T. pallidum is a bacterium that affects humans worldwide, causing, among other diseases, syphilis and yaws. Sexually transmitted syphilis is regarded as a re-emerging infectious disease, with millions of new infections reported annually.

In the current study, the researchers examined five individuals whose remains were recovered from the former Convent of Santa Isabel, a historical site located in downtown Mexico City used by nuns of the Franciscan Order from 1681 to 1861. The remains were selected based on skeletal features that suggested a treponemal disease. Three of the individuals tested positive for treponemal DNA. As with 90% of the individuals from the cemetery, the three individuals were infants, one likely pre-term. They were all buried in the colonial era, around 350 years ago.

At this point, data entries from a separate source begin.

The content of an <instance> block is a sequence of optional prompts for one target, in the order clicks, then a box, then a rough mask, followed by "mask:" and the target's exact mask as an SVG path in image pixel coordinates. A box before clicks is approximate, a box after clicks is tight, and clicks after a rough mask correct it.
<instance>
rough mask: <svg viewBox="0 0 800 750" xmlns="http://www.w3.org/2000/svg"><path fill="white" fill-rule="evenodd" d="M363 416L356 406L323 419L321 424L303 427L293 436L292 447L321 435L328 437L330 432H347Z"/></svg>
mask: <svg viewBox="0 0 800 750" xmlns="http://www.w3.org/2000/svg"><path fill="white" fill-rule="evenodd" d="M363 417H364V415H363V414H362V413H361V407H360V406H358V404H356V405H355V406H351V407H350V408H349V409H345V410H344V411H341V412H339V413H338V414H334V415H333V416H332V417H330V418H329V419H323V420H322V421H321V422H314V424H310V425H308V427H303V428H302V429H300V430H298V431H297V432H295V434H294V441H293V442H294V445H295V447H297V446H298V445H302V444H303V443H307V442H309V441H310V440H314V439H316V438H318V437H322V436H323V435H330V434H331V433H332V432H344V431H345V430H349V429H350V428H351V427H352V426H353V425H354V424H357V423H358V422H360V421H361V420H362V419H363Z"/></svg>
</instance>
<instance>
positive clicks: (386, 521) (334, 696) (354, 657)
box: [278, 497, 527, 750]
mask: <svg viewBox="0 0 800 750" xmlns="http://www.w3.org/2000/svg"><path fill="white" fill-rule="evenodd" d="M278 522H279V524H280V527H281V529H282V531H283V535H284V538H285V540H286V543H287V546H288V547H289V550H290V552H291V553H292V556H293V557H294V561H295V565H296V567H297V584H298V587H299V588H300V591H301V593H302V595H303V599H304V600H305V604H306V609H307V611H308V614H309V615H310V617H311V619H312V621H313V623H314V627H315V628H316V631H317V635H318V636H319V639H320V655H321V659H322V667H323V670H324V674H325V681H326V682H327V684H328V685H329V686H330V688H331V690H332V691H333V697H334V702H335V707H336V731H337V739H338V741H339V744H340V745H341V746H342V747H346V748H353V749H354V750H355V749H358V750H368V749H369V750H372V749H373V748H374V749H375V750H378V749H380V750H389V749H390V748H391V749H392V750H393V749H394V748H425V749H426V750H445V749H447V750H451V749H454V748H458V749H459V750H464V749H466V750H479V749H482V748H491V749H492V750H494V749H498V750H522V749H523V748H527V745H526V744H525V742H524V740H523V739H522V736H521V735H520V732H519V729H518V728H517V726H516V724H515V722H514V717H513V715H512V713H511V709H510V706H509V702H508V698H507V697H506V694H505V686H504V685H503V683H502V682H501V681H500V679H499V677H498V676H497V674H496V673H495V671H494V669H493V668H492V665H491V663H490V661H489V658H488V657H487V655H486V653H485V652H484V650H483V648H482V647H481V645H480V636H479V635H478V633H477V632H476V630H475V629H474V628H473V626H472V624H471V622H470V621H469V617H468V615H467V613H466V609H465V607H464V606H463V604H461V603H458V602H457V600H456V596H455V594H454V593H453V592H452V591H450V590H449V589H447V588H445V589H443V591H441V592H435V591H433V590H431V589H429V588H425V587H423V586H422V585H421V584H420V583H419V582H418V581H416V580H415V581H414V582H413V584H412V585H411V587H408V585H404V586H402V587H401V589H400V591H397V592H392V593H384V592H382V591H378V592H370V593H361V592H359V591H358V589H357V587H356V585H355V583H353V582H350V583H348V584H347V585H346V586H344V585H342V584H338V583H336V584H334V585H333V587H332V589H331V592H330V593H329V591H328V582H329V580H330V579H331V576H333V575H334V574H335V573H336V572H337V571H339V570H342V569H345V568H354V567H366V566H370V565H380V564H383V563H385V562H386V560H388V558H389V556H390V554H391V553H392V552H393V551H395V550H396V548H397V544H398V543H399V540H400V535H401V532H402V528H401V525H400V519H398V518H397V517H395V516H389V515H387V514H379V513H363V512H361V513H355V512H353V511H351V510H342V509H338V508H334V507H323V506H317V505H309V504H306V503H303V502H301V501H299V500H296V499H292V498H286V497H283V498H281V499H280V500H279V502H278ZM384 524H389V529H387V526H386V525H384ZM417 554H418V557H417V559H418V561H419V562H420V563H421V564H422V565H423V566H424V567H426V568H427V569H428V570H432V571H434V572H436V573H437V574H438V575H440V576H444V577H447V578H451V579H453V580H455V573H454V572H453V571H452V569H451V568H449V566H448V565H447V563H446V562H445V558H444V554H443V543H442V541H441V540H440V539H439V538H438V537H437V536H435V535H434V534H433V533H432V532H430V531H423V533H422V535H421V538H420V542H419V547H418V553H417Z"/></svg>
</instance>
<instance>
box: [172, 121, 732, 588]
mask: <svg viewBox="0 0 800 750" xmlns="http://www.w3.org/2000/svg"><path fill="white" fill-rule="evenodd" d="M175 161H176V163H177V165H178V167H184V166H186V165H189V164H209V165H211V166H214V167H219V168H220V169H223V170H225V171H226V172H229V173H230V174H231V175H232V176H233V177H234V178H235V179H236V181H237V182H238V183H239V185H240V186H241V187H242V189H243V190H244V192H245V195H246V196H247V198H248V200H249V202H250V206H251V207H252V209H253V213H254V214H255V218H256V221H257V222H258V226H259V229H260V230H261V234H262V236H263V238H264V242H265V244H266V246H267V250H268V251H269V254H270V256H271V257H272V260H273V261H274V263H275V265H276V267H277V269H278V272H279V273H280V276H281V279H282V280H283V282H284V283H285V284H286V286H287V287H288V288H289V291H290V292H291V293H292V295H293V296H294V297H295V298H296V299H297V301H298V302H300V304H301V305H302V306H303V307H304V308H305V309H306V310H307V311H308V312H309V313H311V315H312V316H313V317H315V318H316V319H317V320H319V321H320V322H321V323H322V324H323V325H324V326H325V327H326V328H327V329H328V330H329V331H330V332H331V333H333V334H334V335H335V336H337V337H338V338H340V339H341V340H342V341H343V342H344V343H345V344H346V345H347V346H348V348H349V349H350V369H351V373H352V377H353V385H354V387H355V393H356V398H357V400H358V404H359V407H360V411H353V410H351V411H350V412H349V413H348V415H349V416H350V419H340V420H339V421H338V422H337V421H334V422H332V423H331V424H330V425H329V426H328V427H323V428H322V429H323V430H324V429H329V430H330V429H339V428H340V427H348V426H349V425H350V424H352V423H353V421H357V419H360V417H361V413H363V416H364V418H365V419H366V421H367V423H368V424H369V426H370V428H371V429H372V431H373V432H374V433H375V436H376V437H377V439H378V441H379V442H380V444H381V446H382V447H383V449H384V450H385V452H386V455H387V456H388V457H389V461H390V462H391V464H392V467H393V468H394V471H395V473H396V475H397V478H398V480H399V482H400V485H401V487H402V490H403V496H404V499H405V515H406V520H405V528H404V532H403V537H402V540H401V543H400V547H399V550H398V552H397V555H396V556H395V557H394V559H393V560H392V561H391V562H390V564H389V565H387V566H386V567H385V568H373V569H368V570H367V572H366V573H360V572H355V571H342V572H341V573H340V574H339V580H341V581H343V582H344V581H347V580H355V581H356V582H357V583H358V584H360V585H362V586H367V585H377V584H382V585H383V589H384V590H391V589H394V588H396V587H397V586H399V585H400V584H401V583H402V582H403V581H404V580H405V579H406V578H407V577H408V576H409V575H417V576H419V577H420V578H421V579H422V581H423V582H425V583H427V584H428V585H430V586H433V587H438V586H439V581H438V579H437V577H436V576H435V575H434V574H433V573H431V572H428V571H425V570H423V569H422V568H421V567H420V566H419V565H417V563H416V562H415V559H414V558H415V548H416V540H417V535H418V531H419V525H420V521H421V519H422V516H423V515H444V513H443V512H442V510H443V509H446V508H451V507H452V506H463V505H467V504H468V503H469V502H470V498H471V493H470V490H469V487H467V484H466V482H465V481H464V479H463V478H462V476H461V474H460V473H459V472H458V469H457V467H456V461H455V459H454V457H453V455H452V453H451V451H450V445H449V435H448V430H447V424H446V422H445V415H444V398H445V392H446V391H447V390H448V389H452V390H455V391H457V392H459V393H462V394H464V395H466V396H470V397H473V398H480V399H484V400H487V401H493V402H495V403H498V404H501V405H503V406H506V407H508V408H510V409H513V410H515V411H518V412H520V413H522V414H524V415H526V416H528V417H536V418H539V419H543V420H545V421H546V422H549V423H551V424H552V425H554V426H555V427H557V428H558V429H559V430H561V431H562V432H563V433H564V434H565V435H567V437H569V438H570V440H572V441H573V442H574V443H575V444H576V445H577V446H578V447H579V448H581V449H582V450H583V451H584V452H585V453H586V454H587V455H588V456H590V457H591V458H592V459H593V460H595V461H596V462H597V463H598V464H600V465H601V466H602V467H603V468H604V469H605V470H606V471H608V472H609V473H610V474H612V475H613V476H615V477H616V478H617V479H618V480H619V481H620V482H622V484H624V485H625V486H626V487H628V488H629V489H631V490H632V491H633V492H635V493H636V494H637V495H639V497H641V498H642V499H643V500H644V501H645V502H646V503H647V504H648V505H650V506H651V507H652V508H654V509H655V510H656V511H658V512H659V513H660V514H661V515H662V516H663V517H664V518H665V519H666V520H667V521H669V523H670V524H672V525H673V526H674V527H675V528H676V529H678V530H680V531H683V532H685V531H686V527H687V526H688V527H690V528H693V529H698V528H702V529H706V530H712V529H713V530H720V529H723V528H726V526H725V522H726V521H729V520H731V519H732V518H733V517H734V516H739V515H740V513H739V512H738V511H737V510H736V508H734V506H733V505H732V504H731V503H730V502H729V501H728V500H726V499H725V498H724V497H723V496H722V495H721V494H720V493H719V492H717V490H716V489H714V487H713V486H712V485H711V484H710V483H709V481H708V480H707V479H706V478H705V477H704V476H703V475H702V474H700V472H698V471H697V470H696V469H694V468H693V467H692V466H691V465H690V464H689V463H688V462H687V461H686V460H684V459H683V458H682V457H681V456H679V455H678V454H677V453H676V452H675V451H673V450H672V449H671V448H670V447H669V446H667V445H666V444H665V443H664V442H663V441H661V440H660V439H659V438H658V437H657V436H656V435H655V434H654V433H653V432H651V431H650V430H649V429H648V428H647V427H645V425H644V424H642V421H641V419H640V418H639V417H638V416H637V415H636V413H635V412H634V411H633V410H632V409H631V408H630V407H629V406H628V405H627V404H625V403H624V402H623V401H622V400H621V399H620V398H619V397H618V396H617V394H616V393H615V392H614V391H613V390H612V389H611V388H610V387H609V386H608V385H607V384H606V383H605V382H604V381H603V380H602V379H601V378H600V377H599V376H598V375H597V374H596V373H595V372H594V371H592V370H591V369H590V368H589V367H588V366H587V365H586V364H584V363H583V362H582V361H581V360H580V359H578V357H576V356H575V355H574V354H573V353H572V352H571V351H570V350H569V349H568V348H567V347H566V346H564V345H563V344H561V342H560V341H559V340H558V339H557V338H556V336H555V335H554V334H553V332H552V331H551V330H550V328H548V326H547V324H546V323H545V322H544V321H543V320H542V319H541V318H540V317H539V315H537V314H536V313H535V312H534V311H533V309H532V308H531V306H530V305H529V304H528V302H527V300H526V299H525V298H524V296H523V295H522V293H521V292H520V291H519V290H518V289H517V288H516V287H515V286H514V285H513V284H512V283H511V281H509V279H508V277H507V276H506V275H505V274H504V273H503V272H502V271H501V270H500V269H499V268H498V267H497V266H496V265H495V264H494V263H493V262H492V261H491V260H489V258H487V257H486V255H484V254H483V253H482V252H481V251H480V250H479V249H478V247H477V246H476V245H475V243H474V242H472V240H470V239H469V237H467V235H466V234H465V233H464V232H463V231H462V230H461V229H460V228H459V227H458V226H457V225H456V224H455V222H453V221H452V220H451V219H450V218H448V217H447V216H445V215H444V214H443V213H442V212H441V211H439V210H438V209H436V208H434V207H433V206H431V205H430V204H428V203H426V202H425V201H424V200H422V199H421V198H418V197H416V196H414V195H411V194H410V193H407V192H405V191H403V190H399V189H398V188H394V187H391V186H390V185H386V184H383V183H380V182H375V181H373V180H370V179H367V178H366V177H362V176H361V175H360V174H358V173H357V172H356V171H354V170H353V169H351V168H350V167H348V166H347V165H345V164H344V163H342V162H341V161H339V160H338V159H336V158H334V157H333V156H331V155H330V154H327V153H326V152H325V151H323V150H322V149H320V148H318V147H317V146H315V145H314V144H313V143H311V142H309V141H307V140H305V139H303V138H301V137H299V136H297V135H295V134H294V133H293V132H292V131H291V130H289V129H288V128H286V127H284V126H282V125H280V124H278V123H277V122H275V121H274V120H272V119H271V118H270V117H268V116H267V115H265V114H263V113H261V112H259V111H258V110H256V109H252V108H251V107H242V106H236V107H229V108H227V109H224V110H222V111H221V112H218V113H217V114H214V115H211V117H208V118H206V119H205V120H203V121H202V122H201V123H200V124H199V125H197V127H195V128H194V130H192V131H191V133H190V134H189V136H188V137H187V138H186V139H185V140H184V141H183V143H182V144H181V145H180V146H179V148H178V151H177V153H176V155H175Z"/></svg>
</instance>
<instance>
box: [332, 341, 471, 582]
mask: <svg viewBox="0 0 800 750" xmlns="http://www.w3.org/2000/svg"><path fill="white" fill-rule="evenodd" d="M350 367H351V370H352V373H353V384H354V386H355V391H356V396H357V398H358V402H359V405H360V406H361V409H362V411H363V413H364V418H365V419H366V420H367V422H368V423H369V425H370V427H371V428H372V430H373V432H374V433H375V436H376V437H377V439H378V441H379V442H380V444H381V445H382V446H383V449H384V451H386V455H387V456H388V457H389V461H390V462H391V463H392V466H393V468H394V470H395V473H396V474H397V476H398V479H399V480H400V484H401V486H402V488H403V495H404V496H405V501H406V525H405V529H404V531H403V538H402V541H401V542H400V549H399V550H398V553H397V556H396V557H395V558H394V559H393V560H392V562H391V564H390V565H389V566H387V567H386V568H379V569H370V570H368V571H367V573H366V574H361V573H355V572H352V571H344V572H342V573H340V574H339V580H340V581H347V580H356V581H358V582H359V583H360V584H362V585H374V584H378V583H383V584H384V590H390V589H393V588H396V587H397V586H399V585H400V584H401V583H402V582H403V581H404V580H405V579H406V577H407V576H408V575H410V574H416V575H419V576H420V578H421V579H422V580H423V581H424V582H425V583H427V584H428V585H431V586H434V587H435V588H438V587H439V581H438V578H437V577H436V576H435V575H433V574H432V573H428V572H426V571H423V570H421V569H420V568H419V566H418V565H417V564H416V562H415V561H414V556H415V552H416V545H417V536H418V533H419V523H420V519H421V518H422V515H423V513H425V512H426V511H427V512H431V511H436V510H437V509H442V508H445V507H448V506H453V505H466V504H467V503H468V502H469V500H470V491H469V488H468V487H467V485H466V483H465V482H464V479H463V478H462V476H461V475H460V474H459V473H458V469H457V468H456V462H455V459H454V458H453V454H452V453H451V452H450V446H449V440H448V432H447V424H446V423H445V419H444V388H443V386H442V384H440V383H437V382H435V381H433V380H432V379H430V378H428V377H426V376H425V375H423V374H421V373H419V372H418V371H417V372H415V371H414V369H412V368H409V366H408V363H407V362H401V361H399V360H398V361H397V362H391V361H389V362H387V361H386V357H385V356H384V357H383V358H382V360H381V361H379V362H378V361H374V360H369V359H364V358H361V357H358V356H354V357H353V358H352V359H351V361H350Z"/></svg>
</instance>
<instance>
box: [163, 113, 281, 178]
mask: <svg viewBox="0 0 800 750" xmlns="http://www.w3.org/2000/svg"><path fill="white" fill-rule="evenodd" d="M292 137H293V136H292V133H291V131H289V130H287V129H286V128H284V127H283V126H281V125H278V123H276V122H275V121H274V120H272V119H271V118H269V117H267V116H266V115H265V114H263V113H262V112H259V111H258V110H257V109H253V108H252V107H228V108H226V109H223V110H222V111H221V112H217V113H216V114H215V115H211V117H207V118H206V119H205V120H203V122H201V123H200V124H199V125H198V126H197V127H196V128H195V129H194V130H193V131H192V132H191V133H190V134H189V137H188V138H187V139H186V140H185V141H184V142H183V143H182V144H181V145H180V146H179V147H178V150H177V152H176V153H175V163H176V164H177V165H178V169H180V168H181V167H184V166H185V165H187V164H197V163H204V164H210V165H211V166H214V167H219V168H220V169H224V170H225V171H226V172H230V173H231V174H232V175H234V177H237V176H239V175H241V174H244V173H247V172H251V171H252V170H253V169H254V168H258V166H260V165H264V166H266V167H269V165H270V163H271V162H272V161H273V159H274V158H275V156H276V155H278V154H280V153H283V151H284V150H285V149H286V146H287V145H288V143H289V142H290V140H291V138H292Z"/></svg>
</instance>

This is a painting of the Convent of Santa Isabel, in Mexico City, painted in the 18th century (author unknown). The building is now home to the Palace of Fine Arts. In the foreground of the painting, a family is pictured on the roof of the convent. [Velázquez A. 2004. La colección de pintura del Banco Nacional de México. Catálogo, Siglo XIX, México, Fomento Cultural Banamex, 2 V.]
This is a painting of the Convent of Santa Isabel, in Mexico City, painted in the 18th century (author unknown). The building is now home to the Palace of Fine Arts. In the foreground of the painting, a family is pictured on the roof of the convent. [Velázquez A. 2004. La colección de pintura del Banco Nacional de México. Catálogo, Siglo XIX, México, Fomento Cultural Banamex, 2 V.]

Whole T. pallidum genomes were recovered from all three individuals, and the researchers were able to determine that two of the individuals carried subspecies T. pallidum ssp. pallidum (which causes syphilis) and one T. pallidum ssp. pertenue (which causes yaws). The distinction between yaws and syphilis was not discernable from the morphological evidence alone. The researcher's findings show that both reconstructed subspecies of T. pallidum can present similar symptoms but can be differentiated genetically in ancient samples.

Amazingly, this research begins to shed light on the evolutionary history of the disease. Some researchers have hypothesized that syphilis was a New World disease that was introduced to Europe during the colonial era. Others suggest that it was already widespread in human populations prior to the 15th-century pandemic. The current findings complicate the hypotheses. 

“The presence of T. pallidum ssp. pertenue in old world monkeys, and our finding that two T. pallidum subspecies likely caused similar skeletal manifestations in the past may suggest a more complex evolutionary history of T. pallidum than previously assumed,” noted co-senior study investigator Alexander Herbig, Ph.D., of the Max Planck Institute for the Science of Human History.

This first reconstruction of T. pallidum genomes from archaeological material opens the possibility of studying its evolutionary history at a resolution previously assumed to be out of reach.

“Further investigation of additional ancient samples from around the world will help to refine our understanding of this disease,” concluded co-senior study investigator Johannes Krause, Ph.D., of the Max Planck Institute for the Science of Human History.